Quem está atacando o nosso guia alimentar?

Esse é um texto escrito por uma – antes de tudo, raivosa – gastróloga, professora de culinária e estudante de Nutrição.
No dia 23 de julho de 2020, consta na agenda oficial da Ministra da Agricultura, Pecuária e Abastecimento, Tereza Cristina, o seguinte compromisso das 15 horas: Videoconferência com a Associação Brasileira da Indústria de Alimentos (ABIA).
Cerca de dois meses depois, em 16 de setembro, um ofício é enviado pelo MAPA ao Ministério da Saúde solicitando a urgente revisão do Guia Alimentar para a População Brasileira, juntamente com a nota técnica número 42/2020/DAEP/SPA/MAPA, com ataques descabidos e desonestos ao texto do Guia.
Não foi coincidência.
Já não é nenhuma novidade a intenção do Presidente-Executivo da ABIA, João Dornellas, de aumentar o poder de diálogo da instituição com o Governo Federal na intenção de ganhar espaço para pleitear alterações no corpo do Guia Alimentar. Já em 2019, durante o fórum da Fispal Tecnologia, o representante da associação disse:
“O Guia, em si, tem muita coisa boa, mas exclusivamente o capítulo que fala da escolha dos alimentos passa longe da ciência e da tecnologia.
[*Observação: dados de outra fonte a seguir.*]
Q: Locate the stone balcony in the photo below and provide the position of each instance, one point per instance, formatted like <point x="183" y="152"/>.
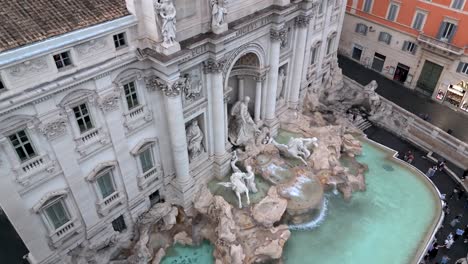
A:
<point x="152" y="175"/>
<point x="440" y="47"/>
<point x="58" y="236"/>
<point x="105" y="205"/>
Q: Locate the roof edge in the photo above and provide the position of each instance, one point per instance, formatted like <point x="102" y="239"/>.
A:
<point x="29" y="51"/>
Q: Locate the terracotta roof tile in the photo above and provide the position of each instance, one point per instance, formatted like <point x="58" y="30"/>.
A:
<point x="26" y="21"/>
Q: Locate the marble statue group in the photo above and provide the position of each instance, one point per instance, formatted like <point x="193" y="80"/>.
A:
<point x="241" y="182"/>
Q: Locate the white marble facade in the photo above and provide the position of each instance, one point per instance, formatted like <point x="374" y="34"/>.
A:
<point x="106" y="136"/>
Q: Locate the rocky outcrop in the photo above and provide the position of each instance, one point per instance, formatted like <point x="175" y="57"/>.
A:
<point x="351" y="146"/>
<point x="270" y="209"/>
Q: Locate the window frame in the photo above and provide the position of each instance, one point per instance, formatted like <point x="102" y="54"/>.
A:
<point x="370" y="6"/>
<point x="62" y="201"/>
<point x="384" y="40"/>
<point x="117" y="40"/>
<point x="359" y="27"/>
<point x="396" y="11"/>
<point x="462" y="5"/>
<point x="63" y="67"/>
<point x="29" y="157"/>
<point x="423" y="21"/>
<point x="104" y="172"/>
<point x="89" y="114"/>
<point x="135" y="92"/>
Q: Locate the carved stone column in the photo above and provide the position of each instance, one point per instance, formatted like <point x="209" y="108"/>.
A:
<point x="174" y="110"/>
<point x="301" y="24"/>
<point x="258" y="97"/>
<point x="240" y="86"/>
<point x="277" y="37"/>
<point x="214" y="71"/>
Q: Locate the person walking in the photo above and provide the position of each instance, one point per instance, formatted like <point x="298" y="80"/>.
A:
<point x="458" y="233"/>
<point x="431" y="171"/>
<point x="444" y="259"/>
<point x="455" y="221"/>
<point x="456" y="192"/>
<point x="441" y="165"/>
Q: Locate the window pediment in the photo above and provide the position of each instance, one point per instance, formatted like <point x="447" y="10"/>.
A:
<point x="48" y="197"/>
<point x="15" y="121"/>
<point x="100" y="168"/>
<point x="77" y="96"/>
<point x="142" y="144"/>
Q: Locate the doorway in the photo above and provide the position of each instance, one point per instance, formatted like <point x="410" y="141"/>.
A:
<point x="429" y="76"/>
<point x="401" y="73"/>
<point x="378" y="62"/>
<point x="357" y="52"/>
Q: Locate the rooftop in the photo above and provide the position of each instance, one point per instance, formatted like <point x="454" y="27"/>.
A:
<point x="24" y="22"/>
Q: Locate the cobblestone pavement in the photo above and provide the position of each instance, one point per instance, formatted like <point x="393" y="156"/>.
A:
<point x="444" y="183"/>
<point x="440" y="115"/>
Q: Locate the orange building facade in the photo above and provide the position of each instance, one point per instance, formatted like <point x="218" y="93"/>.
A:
<point x="420" y="43"/>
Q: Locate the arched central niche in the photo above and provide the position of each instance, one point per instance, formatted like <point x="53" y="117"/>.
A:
<point x="242" y="80"/>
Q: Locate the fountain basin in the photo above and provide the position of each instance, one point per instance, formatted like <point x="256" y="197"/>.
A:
<point x="391" y="222"/>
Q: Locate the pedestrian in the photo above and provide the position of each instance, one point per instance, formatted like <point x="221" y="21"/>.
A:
<point x="433" y="252"/>
<point x="455" y="221"/>
<point x="449" y="241"/>
<point x="465" y="234"/>
<point x="444" y="259"/>
<point x="431" y="171"/>
<point x="455" y="191"/>
<point x="441" y="165"/>
<point x="464" y="175"/>
<point x="458" y="233"/>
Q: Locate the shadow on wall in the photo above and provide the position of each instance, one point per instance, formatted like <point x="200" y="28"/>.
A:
<point x="12" y="248"/>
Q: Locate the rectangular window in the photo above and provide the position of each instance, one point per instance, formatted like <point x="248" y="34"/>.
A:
<point x="419" y="20"/>
<point x="457" y="4"/>
<point x="392" y="12"/>
<point x="119" y="224"/>
<point x="56" y="214"/>
<point x="105" y="184"/>
<point x="448" y="30"/>
<point x="62" y="59"/>
<point x="361" y="29"/>
<point x="119" y="40"/>
<point x="313" y="55"/>
<point x="2" y="86"/>
<point x="410" y="47"/>
<point x="367" y="6"/>
<point x="357" y="52"/>
<point x="22" y="144"/>
<point x="131" y="95"/>
<point x="146" y="160"/>
<point x="385" y="37"/>
<point x="83" y="118"/>
<point x="462" y="68"/>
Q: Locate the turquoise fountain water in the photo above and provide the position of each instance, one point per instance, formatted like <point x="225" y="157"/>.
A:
<point x="387" y="224"/>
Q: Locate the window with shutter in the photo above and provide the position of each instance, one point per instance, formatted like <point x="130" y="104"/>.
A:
<point x="367" y="6"/>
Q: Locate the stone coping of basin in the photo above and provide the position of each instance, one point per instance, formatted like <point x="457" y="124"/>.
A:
<point x="419" y="254"/>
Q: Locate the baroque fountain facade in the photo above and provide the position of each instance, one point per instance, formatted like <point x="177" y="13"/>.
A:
<point x="246" y="99"/>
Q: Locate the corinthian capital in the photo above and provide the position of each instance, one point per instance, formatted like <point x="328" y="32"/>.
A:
<point x="212" y="66"/>
<point x="302" y="21"/>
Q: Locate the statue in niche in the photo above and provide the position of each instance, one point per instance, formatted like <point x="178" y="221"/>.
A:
<point x="218" y="12"/>
<point x="281" y="81"/>
<point x="372" y="96"/>
<point x="191" y="91"/>
<point x="167" y="11"/>
<point x="242" y="127"/>
<point x="194" y="140"/>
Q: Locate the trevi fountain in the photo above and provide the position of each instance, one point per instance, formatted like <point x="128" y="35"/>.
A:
<point x="316" y="192"/>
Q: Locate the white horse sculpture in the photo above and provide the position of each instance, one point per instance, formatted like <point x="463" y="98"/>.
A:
<point x="238" y="181"/>
<point x="297" y="147"/>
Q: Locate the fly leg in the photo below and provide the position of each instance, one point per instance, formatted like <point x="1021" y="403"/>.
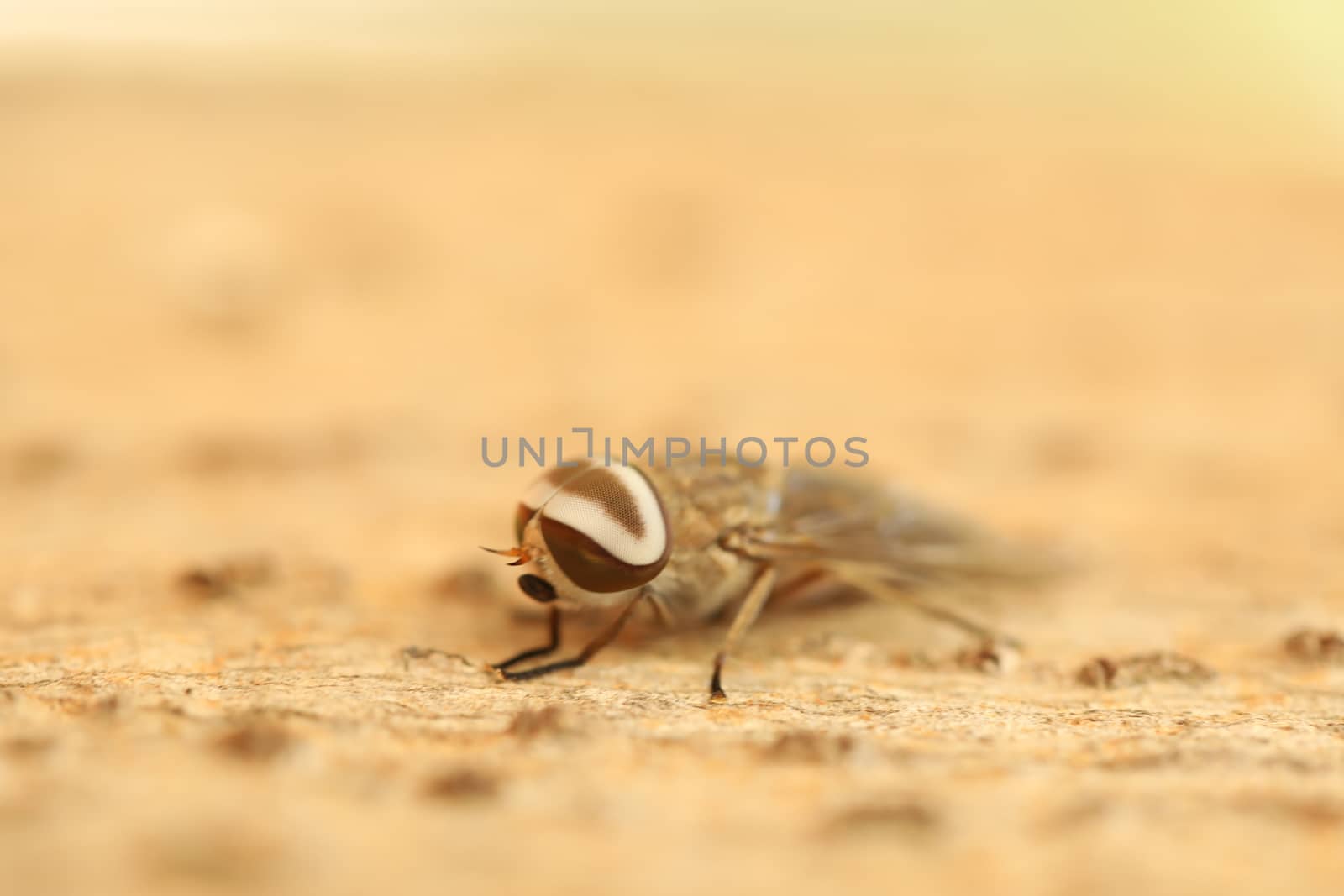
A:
<point x="748" y="613"/>
<point x="604" y="638"/>
<point x="538" y="652"/>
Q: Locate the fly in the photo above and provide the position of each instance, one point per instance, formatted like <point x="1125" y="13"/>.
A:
<point x="692" y="540"/>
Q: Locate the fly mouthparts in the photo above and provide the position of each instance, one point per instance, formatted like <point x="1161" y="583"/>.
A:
<point x="521" y="553"/>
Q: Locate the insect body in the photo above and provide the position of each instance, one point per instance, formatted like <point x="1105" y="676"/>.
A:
<point x="692" y="540"/>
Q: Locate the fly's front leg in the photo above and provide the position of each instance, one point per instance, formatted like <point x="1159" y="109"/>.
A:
<point x="538" y="652"/>
<point x="748" y="613"/>
<point x="604" y="638"/>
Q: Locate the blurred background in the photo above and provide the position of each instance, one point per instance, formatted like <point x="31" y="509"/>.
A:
<point x="270" y="270"/>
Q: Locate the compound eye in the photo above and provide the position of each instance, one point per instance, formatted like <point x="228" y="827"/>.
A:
<point x="539" y="492"/>
<point x="537" y="587"/>
<point x="606" y="530"/>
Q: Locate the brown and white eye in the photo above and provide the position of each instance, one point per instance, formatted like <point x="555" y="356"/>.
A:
<point x="539" y="492"/>
<point x="606" y="530"/>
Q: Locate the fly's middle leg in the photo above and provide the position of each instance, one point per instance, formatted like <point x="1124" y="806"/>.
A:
<point x="757" y="594"/>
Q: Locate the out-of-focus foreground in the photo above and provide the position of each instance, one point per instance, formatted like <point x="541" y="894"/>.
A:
<point x="265" y="282"/>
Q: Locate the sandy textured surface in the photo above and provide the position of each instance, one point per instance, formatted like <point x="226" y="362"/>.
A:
<point x="255" y="329"/>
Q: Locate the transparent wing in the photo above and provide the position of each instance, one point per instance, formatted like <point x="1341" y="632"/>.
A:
<point x="867" y="532"/>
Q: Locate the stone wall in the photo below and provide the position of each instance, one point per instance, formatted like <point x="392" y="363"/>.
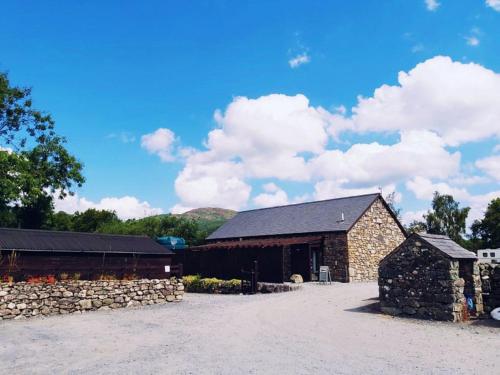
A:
<point x="23" y="300"/>
<point x="374" y="236"/>
<point x="423" y="282"/>
<point x="490" y="277"/>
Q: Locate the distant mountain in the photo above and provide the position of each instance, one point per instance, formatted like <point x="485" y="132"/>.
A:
<point x="209" y="213"/>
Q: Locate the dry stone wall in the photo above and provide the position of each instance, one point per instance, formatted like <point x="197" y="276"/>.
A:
<point x="490" y="277"/>
<point x="374" y="236"/>
<point x="24" y="300"/>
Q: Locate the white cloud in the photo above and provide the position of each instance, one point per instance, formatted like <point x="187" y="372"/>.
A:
<point x="460" y="102"/>
<point x="495" y="4"/>
<point x="436" y="107"/>
<point x="419" y="47"/>
<point x="417" y="153"/>
<point x="161" y="143"/>
<point x="490" y="165"/>
<point x="273" y="196"/>
<point x="425" y="188"/>
<point x="300" y="59"/>
<point x="472" y="41"/>
<point x="328" y="189"/>
<point x="126" y="207"/>
<point x="432" y="5"/>
<point x="410" y="216"/>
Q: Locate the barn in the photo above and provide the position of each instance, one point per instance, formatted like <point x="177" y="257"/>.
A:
<point x="431" y="277"/>
<point x="25" y="253"/>
<point x="349" y="235"/>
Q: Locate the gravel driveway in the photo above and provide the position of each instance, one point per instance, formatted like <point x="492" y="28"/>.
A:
<point x="331" y="329"/>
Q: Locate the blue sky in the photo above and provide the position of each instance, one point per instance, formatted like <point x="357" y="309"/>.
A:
<point x="113" y="72"/>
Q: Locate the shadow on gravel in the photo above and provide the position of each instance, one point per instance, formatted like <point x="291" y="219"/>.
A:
<point x="371" y="308"/>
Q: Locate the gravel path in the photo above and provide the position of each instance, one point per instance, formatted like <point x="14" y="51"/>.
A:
<point x="320" y="329"/>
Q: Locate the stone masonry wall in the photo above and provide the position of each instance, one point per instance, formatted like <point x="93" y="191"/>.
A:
<point x="374" y="236"/>
<point x="490" y="277"/>
<point x="23" y="300"/>
<point x="424" y="283"/>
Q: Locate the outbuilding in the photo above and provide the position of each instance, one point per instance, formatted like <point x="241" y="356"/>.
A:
<point x="25" y="253"/>
<point x="349" y="235"/>
<point x="432" y="277"/>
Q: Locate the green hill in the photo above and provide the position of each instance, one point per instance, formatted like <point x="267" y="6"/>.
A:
<point x="209" y="218"/>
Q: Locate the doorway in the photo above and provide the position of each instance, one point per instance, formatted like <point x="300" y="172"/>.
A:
<point x="301" y="261"/>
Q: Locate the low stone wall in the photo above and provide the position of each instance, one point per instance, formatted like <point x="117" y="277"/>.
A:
<point x="490" y="278"/>
<point x="25" y="300"/>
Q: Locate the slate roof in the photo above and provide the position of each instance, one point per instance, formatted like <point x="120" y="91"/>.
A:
<point x="54" y="241"/>
<point x="311" y="217"/>
<point x="447" y="246"/>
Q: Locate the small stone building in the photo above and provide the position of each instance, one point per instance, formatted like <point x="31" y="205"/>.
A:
<point x="430" y="276"/>
<point x="350" y="235"/>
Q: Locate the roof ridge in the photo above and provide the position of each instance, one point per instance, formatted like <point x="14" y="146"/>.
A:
<point x="311" y="202"/>
<point x="73" y="232"/>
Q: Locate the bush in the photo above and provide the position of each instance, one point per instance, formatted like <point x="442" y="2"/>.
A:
<point x="212" y="285"/>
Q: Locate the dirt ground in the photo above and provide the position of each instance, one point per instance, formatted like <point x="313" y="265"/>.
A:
<point x="332" y="329"/>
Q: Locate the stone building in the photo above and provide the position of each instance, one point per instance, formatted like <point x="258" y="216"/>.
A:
<point x="431" y="277"/>
<point x="350" y="235"/>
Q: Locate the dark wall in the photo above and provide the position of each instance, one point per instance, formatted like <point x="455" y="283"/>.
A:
<point x="90" y="266"/>
<point x="227" y="264"/>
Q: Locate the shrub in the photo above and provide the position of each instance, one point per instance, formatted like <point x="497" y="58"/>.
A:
<point x="196" y="284"/>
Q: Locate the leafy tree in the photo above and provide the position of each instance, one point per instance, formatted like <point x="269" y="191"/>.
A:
<point x="416" y="226"/>
<point x="18" y="120"/>
<point x="34" y="164"/>
<point x="447" y="217"/>
<point x="91" y="220"/>
<point x="158" y="226"/>
<point x="486" y="232"/>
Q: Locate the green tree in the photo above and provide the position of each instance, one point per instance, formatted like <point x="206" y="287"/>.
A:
<point x="486" y="232"/>
<point x="34" y="164"/>
<point x="416" y="226"/>
<point x="447" y="217"/>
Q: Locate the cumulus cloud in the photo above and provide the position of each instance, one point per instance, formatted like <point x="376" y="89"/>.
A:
<point x="424" y="189"/>
<point x="273" y="196"/>
<point x="300" y="59"/>
<point x="126" y="207"/>
<point x="435" y="108"/>
<point x="472" y="41"/>
<point x="160" y="142"/>
<point x="418" y="152"/>
<point x="432" y="5"/>
<point x="495" y="4"/>
<point x="439" y="95"/>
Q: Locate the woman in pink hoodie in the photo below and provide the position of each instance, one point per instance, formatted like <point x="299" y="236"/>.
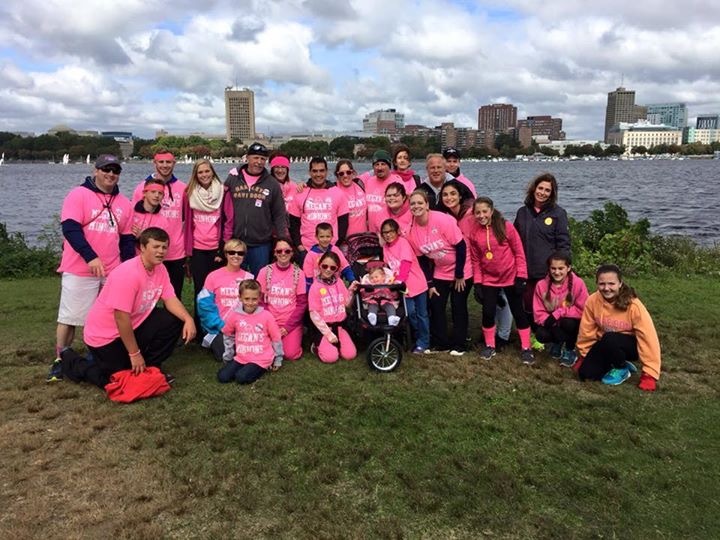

E, aí, nós precisamos nos comunicar melhor com o nosso consumidor, com os nossos entes governamentais, inclusive, para tentar mudar essa ideia”
Vale lembrar que a ideia mencionada por João Dornellas é a classificação NOVA, descrita no segundo capítulo do Guia, responsável por elencar os alimentos a partir de seu nível de processamento. Em suma, o texto diferencia os alimentos em 4 diferentes categorias: os alimentos in natura ou minimamente processados – aqueles que não sofreram nenhum tipo de alteração após deixar a natureza ou aqueles que sofreram mínimas alterações, os ingredientes culinários – aqueles usados para temperar e cozinhar, os processados – fabricados essencialmente com adição de sal ou açúcar a partir de um alimento in natura ou minimamente processado e os ultraprocessados – aqueles que passam por diversas etapas e processamentos, sendo adicionados de diversos ingredientes, muitas vezes de uso exclusivamente industrial.
Segundo o Núcleo de Pesquisas Epidemiológicas em Nutrição e Saúde da Universidade de São Paulo (Nupens/USP) – o responsável por propor o conceito de ultraprocessados apresentado no Guia Alimentar bem como a classificação NOVA – só na base de dados Pubmed encontram-se indexados mais de 400 estudos se apropriando das duas ideias propostas no documento do Ministério da Saúde. É inegável a desonestidade escancarada no documento emitido pelo Ministério de Tereza Cristina, ao alegar que o Guia é “um dos piores do planeta”.
A tentativa de inserção do Ministério da Agricultura, Pecuária e Abastecimento em questões que são da alçada do Ministério da Saúde soa como mais uma ação pautada em uma política genocida muito bem estruturada, pensada e voltada para os interesses das grandes indústrias e do agronegócio. Chega a ser inimaginável pensarmos em um caminho diferente a ser traçado por esse governo que em uma de suas primeiras canetadas extinguiu o Consea (Conselho Nacional de Segurança Alimentar e Nutricional), órgão que assegurava a participação da sociedade civil nos debates acerca da construção de políticas públicas de Segurança Alimentar e Nutricional.
O Guia Alimentar e Nutricional para a População Brasileira representa um importante marco na Nutrição, abordando de maneira real e simplificada, sem simplismos, uma nova construção do comer e do comunicar a alimentação. Sendo ele então uma importante referência no que tange a construção de políticas públicas, o pensar ações de Educação Alimentar e Nutricional, a busca por uma rotulagem honesta e clara, sendo esses importantes pilares quando pautamos a busca pela democratização do acesso à informação, o direito a uma alimentação adequada e saudável e a erradicação da fome.
Que textão!!
A mensagem é clara: alimentação não pode ser tratada como mercadoria, alimentação é vida.